Preferably, the step S2 includes:

step S201: utilizing an open source model CRF-RNN to obtain a face image P₀Performing image segmentation to obtain an image-segmented color map P₁；

Step S202: traverse P₀And P₁If at P₁Is corresponding to the first color, then P is₀The corresponding pixel in the image is changed into a second color, thereby achieving the effect of segmenting the face image, and obtaining the image P which is obtained by segmenting the face and the background and only has the face₂；

The step S3 includes:

dividing all training images for side face rectification into a plurality of classes according to the angles of the side faces, and then putting the training images into an inclusion V3 model for classification training to obtain a trained inclusion V3 network;

the input of the increment V3 network is a face image, and the angle of the face image deflected relative to the front face is output;

the step S4 includes:

step S401: preparing a first training, testing and verifying data set, wherein one side face image of an image in the first training, testing and verifying data set corresponds to one front face image;

step S402: splicing the side face image and the corresponding front face image in the first training, testing and verifying data set on one image;

step S403: training a GLD-GAN network model aiming at each class divided according to the angle of the side face, wherein the loss function of the GLD-GAN network is as follows:

wherein,

G^*representing loss functions of GLD-GAN networks

The loss of the GAN network is expressed, namely a stable local optimal solution is achieved through a maximum minimum value;

λ₁a parameter representing loss of L1;

λ₂a parameter representing a loss of blur;

λ₃a parameter representing a loss of identity retention;

represents the L1 loss, i.e., the one-norm loss;

represents a loss of ambiguity;

representing an identity retention loss;

g represents a loss function of the generating network;

d represents a loss function of the discrimination network, namely a local loss function between the generated image and the real data ground route;

the maximum and minimum values are game among the generative countermeasure networks so as to achieve a stable local optimal solution;

l1 denotes the loss function of the whole between the generated image and the real data ground route;

l2 denotes the sharpness loss function of the generated image;

l3 denotes the identity information loss function between the generated image and the real data ground route.

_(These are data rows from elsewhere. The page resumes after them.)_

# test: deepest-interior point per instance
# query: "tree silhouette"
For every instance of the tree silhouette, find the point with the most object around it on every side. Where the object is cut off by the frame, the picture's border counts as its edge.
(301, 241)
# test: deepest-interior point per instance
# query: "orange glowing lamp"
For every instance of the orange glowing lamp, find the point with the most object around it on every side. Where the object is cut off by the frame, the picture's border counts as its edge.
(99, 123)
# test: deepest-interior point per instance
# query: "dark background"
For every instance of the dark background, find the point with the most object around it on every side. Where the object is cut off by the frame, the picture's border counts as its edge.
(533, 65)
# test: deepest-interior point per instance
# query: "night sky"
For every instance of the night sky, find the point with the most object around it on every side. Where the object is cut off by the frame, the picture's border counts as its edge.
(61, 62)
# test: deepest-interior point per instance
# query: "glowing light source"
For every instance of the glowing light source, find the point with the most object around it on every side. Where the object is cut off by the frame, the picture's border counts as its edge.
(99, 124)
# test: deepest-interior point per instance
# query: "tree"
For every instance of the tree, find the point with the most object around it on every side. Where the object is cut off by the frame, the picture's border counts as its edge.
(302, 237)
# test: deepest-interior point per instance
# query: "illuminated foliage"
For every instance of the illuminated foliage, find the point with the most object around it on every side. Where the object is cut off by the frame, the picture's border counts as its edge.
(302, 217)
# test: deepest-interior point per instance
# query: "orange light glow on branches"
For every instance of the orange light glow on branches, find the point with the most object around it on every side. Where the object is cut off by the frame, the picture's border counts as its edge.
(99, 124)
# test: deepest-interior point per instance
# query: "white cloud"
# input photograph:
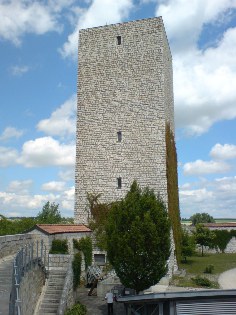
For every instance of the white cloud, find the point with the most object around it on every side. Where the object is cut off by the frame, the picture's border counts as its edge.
(98, 13)
(18, 17)
(68, 174)
(18, 186)
(223, 152)
(25, 204)
(11, 132)
(47, 151)
(62, 121)
(8, 156)
(68, 199)
(54, 186)
(19, 70)
(200, 167)
(184, 19)
(202, 77)
(216, 197)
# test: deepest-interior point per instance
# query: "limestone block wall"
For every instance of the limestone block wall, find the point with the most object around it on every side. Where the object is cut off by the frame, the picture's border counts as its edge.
(69, 237)
(124, 85)
(59, 261)
(30, 289)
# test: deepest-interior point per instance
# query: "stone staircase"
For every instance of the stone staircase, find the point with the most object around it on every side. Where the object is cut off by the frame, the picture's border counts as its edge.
(53, 291)
(6, 268)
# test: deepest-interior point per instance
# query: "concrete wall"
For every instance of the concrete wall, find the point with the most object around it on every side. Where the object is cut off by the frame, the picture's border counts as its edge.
(125, 88)
(30, 289)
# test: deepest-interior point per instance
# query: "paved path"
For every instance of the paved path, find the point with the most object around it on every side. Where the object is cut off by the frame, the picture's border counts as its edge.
(5, 283)
(227, 280)
(97, 305)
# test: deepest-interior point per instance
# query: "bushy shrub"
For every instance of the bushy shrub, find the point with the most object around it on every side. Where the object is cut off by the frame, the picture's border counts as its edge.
(77, 309)
(59, 247)
(209, 269)
(76, 266)
(202, 282)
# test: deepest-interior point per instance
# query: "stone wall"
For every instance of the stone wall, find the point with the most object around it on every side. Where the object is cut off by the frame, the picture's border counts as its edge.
(30, 289)
(10, 244)
(123, 88)
(59, 261)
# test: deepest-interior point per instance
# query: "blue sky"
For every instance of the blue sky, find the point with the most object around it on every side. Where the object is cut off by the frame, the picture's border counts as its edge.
(38, 66)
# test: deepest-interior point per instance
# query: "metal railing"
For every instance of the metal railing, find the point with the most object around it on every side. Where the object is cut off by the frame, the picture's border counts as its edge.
(67, 291)
(28, 257)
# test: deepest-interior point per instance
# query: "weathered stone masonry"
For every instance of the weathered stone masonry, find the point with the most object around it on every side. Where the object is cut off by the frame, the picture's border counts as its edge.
(124, 85)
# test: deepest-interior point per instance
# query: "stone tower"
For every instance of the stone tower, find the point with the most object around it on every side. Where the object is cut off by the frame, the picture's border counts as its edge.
(125, 100)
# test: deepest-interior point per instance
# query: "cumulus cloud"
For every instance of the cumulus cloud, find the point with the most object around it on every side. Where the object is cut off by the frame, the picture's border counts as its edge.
(203, 76)
(216, 197)
(10, 132)
(54, 186)
(19, 70)
(19, 186)
(223, 152)
(62, 121)
(68, 174)
(68, 199)
(200, 167)
(24, 201)
(47, 151)
(25, 204)
(8, 156)
(18, 17)
(115, 12)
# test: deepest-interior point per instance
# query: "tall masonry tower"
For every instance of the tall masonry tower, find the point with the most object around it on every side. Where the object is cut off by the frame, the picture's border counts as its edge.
(125, 102)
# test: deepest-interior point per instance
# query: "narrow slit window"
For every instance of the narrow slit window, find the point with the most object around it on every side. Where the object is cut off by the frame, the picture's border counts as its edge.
(119, 183)
(118, 40)
(119, 136)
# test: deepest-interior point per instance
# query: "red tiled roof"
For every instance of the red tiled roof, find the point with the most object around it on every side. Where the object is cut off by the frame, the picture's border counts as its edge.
(62, 228)
(228, 224)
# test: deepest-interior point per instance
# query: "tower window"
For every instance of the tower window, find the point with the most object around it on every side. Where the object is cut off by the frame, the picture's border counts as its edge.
(118, 40)
(119, 183)
(119, 136)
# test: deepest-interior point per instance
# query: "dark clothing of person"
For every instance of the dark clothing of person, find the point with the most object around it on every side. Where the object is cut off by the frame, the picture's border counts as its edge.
(110, 308)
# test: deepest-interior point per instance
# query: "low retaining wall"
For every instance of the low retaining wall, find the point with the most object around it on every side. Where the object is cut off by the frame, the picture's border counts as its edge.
(230, 248)
(59, 261)
(10, 244)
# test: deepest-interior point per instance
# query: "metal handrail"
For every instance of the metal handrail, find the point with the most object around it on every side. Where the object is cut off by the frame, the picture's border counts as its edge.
(27, 257)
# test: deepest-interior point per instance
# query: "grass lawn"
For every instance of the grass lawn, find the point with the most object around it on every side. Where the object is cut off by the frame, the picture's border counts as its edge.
(221, 262)
(196, 266)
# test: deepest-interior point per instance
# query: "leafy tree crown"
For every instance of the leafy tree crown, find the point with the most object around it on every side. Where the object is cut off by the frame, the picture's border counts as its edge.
(138, 238)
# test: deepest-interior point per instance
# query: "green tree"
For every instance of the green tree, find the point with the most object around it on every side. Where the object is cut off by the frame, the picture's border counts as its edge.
(138, 238)
(222, 238)
(49, 214)
(201, 218)
(188, 245)
(204, 237)
(16, 226)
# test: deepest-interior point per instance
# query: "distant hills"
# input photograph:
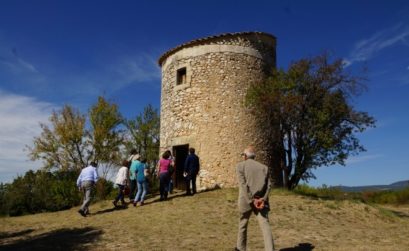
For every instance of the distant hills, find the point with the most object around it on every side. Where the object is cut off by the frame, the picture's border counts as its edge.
(392, 187)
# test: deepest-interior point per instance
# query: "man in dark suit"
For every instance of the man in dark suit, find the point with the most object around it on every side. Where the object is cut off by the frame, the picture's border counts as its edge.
(254, 187)
(192, 167)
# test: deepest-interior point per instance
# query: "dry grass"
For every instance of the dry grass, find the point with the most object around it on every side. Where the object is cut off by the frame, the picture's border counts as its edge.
(208, 221)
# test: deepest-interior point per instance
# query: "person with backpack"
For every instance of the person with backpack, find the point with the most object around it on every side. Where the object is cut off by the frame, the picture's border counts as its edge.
(192, 168)
(122, 181)
(163, 167)
(86, 182)
(141, 183)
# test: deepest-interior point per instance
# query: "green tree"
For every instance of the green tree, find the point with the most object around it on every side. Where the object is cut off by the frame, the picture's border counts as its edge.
(67, 144)
(308, 118)
(144, 133)
(61, 145)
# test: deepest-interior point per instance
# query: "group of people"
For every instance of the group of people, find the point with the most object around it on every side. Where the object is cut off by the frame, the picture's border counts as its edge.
(253, 179)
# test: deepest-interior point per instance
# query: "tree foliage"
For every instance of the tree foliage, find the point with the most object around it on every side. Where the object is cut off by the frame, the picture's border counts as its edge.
(307, 115)
(144, 133)
(68, 144)
(61, 144)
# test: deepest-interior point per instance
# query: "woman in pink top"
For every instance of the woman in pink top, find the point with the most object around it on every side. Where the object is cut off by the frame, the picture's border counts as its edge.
(163, 173)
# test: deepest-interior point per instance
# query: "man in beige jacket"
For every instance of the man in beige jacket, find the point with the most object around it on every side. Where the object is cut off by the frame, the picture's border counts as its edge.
(254, 187)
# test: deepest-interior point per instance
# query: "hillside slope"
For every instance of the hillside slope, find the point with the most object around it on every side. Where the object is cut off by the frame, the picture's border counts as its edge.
(208, 221)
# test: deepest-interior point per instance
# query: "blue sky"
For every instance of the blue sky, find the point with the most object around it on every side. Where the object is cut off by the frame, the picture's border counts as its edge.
(69, 52)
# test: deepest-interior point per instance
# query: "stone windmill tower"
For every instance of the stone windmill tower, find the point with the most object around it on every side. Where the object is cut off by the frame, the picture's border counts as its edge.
(204, 83)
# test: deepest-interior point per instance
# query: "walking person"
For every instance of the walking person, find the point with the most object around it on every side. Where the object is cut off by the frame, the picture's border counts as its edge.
(134, 159)
(141, 183)
(171, 171)
(85, 182)
(191, 169)
(163, 173)
(122, 181)
(254, 187)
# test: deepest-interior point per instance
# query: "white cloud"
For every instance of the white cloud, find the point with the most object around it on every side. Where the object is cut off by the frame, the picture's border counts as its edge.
(140, 68)
(19, 123)
(367, 48)
(14, 63)
(362, 158)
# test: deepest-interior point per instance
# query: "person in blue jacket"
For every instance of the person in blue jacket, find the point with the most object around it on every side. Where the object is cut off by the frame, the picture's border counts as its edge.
(192, 168)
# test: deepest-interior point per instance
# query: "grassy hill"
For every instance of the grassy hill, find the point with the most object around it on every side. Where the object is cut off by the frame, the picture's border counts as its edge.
(391, 187)
(208, 221)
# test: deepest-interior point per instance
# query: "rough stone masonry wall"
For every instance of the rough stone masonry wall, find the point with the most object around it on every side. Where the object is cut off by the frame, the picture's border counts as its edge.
(208, 112)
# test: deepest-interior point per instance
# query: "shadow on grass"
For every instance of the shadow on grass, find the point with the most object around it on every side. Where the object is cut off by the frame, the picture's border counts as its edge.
(300, 247)
(4, 235)
(110, 210)
(61, 239)
(399, 214)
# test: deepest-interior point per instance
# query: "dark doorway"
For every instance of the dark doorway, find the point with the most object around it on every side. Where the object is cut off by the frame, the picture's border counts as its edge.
(180, 153)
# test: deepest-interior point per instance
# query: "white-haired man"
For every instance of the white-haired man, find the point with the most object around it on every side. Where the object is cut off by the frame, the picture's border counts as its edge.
(254, 187)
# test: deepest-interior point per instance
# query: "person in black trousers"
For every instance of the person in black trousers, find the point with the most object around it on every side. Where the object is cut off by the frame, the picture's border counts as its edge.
(192, 167)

Preferably, the step S5 includes:

step S501: according to the Incepton V3 network, the input face image P is processed₂Dividing the GLD-GAN network model into corresponding classes;

step S502: in the GLD-GAN network model, the input human face image P is processed₂Converting into picture with preset size, and outputting corresponding front face image P₃；

The step S6 includes:

in an open source TP-GAN network model, an input face image P is input₂Converting into picture with preset size, and outputting corresponding front face image P₄；

The step S7 includes:

step S701: front face image P₃、P₄Performing face fusion according to a first preset proportion, wherein a face fusion algorithm is based on an open source library dlib and OpenCV, wherein dlib is used for extracting a feature model of a face, and then the feature model is fused according to the proportion by using OpenCV to obtain a fused face;

step S702: replacing original front face image P by obtained fused face₄To obtain an image P₅The face replacement algorithm is also based on dlib and OpenCV;

replacing original front face image P by obtained fused face₄：

Calculating convex hulls by using the key points of the face detected by dlib, performing Delaunay triangulation on the key points, and mapping the fused face to a face image P by affine transformation₄The above.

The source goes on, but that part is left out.